Lapsi.al editors and co-owners Andi Bushati and Armand Shkullaku after meeting prosecutors at the Special Structure Against Corruption and Organized Crime, SPAK, who ordered them to hand over the controversial database. Photo: LSA

Freedom of speech experts say court order to seize the equipment of the Lapsi media outlet – which exposed the existence of a secret voters’ database – is just another attempt by Albania’s authorities to intimidate journalists.

Human rights and media freedom groups have sharply criticised a decision by a judge, Iliriana Olldashi, at Albania’s Special Court Against Corruption and Organised Crime, SPAK, to approve a prosecutorial request made last Sunday to seize any computer, mobile phone or other electronic equipment belonging to the online publication Lapsi.al.

Experts and rights organisations called it a blatant attempt to intimidate journalists in breach of their human rights and the principles of the European Court of Human Rights, ECHR.

Prosecutors launched an investigation after Lapsi.al revealed the existence of a massive database purportedly belonging to the ruling Socialist Party containing information on each voter, including background, voting history, family links or employment status.

Prosecutors ordered Lapsi.al to hand over the database but the editors refused, saying that could expose their source or sources.

“The intervention of the prosecutors and the court against Lapsi.al’s right to report on a matter of public interest is just another attempt by those in power to intimidate the media,” Flutura Kusari, a legal advisor at the European Centre for Press and Media Freedom, ECPMF, told BIRN.

“Instead of investigating the breach of privacy by the Socialist Party, they are attempting to intimidate journalists and their sources,” Kusari added, saying that the decision contravenes the standards of the ECHR.

Dorjan Matlija, a human rights lawyer in Tirana, told BIRN that the court decision was based on flawed reasoning.

“The prosecutors have other possibilities to investigate the matter based on the accusations of the opposition Democratic Party against Prime Minister [Edi Rama] and other officials,” Matlija said.
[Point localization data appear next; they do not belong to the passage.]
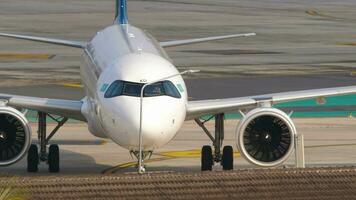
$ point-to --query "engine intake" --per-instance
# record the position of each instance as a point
(265, 137)
(15, 135)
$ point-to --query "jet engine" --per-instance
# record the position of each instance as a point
(15, 135)
(265, 136)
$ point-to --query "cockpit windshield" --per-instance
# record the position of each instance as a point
(124, 88)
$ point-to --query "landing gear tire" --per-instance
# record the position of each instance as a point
(206, 158)
(227, 160)
(53, 158)
(32, 159)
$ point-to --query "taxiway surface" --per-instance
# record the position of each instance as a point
(299, 45)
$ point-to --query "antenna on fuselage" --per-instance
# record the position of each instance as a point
(121, 12)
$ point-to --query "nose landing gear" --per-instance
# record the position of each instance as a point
(145, 154)
(34, 157)
(208, 157)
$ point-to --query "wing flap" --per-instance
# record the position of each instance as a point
(64, 108)
(75, 44)
(205, 107)
(206, 39)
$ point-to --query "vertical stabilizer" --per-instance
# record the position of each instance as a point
(121, 12)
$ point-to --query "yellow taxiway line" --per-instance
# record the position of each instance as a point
(195, 153)
(77, 85)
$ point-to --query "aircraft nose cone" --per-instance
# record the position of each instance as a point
(160, 122)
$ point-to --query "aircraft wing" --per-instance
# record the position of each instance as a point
(64, 108)
(75, 44)
(205, 107)
(206, 39)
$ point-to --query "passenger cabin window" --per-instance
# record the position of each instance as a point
(124, 88)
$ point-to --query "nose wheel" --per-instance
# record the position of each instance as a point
(208, 157)
(35, 156)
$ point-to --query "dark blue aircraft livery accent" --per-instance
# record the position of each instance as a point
(121, 12)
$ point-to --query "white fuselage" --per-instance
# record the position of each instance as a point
(126, 53)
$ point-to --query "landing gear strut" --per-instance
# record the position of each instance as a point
(34, 157)
(208, 157)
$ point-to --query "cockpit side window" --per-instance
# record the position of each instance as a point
(114, 90)
(124, 88)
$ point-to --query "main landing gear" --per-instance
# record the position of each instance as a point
(34, 157)
(208, 157)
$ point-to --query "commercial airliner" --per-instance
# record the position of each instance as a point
(137, 98)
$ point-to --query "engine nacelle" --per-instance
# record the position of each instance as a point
(265, 137)
(15, 135)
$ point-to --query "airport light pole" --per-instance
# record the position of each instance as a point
(141, 168)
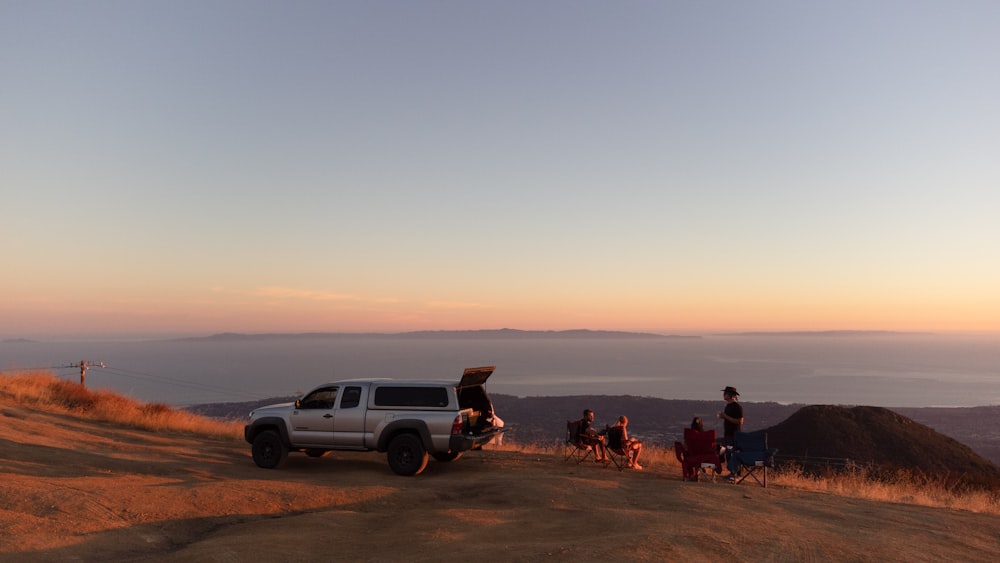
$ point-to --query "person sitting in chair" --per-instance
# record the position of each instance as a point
(590, 436)
(697, 424)
(631, 446)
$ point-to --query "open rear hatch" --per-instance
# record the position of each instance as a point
(475, 376)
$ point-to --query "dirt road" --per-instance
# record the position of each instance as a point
(75, 490)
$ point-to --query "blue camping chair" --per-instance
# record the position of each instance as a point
(752, 457)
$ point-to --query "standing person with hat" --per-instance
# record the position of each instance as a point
(732, 417)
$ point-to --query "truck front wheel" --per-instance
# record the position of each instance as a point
(407, 455)
(268, 450)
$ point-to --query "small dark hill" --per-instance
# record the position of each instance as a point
(881, 437)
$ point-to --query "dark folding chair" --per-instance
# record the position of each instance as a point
(752, 456)
(576, 448)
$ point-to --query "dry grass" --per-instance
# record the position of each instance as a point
(900, 487)
(45, 390)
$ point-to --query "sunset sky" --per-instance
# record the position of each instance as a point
(682, 167)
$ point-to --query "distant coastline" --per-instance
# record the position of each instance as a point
(834, 333)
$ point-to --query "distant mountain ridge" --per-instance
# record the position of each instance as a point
(505, 333)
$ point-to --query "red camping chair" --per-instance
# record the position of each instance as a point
(698, 451)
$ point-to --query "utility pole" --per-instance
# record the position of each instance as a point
(84, 365)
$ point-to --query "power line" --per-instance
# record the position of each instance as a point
(181, 383)
(85, 365)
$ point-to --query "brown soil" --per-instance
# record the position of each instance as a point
(75, 490)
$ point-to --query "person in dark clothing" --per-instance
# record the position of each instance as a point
(732, 417)
(590, 435)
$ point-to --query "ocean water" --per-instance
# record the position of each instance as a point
(883, 370)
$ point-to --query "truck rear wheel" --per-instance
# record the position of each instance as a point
(407, 455)
(268, 450)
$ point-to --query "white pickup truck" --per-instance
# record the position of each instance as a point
(409, 420)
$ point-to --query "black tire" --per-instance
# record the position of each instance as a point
(447, 456)
(268, 450)
(407, 455)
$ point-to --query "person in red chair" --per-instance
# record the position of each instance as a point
(698, 451)
(631, 446)
(590, 435)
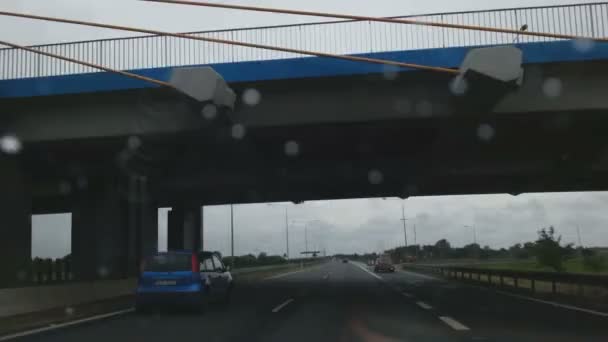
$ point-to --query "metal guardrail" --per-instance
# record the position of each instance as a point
(338, 37)
(489, 276)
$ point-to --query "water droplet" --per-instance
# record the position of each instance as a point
(552, 87)
(390, 72)
(65, 187)
(485, 132)
(10, 144)
(583, 45)
(292, 148)
(103, 271)
(133, 143)
(403, 106)
(209, 111)
(375, 177)
(82, 182)
(459, 86)
(252, 97)
(424, 108)
(412, 189)
(238, 131)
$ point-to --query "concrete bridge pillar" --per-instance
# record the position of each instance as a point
(113, 226)
(15, 224)
(185, 227)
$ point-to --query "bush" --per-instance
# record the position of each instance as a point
(592, 261)
(548, 250)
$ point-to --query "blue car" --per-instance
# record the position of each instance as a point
(182, 278)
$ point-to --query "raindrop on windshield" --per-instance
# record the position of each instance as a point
(252, 97)
(238, 131)
(552, 87)
(583, 45)
(403, 106)
(10, 144)
(375, 177)
(103, 271)
(65, 187)
(209, 111)
(292, 148)
(21, 275)
(133, 143)
(82, 182)
(459, 86)
(424, 108)
(485, 132)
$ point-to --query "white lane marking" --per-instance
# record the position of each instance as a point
(282, 305)
(563, 306)
(424, 305)
(454, 324)
(281, 275)
(64, 325)
(284, 274)
(368, 271)
(419, 275)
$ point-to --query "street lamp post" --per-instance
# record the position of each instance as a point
(232, 235)
(404, 226)
(474, 233)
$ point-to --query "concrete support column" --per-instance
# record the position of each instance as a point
(142, 218)
(15, 224)
(114, 225)
(185, 228)
(100, 234)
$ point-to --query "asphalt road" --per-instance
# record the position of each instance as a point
(345, 302)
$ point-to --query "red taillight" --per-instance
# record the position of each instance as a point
(195, 265)
(142, 265)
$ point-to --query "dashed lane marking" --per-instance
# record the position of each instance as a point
(454, 324)
(65, 325)
(282, 305)
(424, 305)
(368, 271)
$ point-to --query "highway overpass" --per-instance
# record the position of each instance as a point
(112, 150)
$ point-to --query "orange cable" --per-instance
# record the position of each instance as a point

He added that before approving such a request, the court should have considered the need to protect the sources, an obligation deriving from several decisions of the ECHR.

In the latest such decision, published this month, Sedletska vs Ukraine, the ECHR ruled that an order to expose a source may only be issued after all other ways to investigate a matter have been exhausted.

Matlija added that the judge’s unexpected order creates ground for further violations of media freedom and could expose more than one source of information. “The order practically could end up shutting down the media outlet [Lapsi] by seizing all its equipment,” he added.

Andi Bushati, co-owner of Lapsi, told BIRN that prosecutors had not yet acted on the court order, and that in the meantime he had appealed the decision.

He said the prosecutors seem more eager to identify their source than interview Socialist Party officials over the database. “They seem more concerned in finding out who betrayed the party and not who stole the personal data,” he said.

Kusari, from ECPMF, told BIRN that they were informing Albania’s international partners about this and related issues. “We hope that international pressure will help halt the pressure against the media,” she said.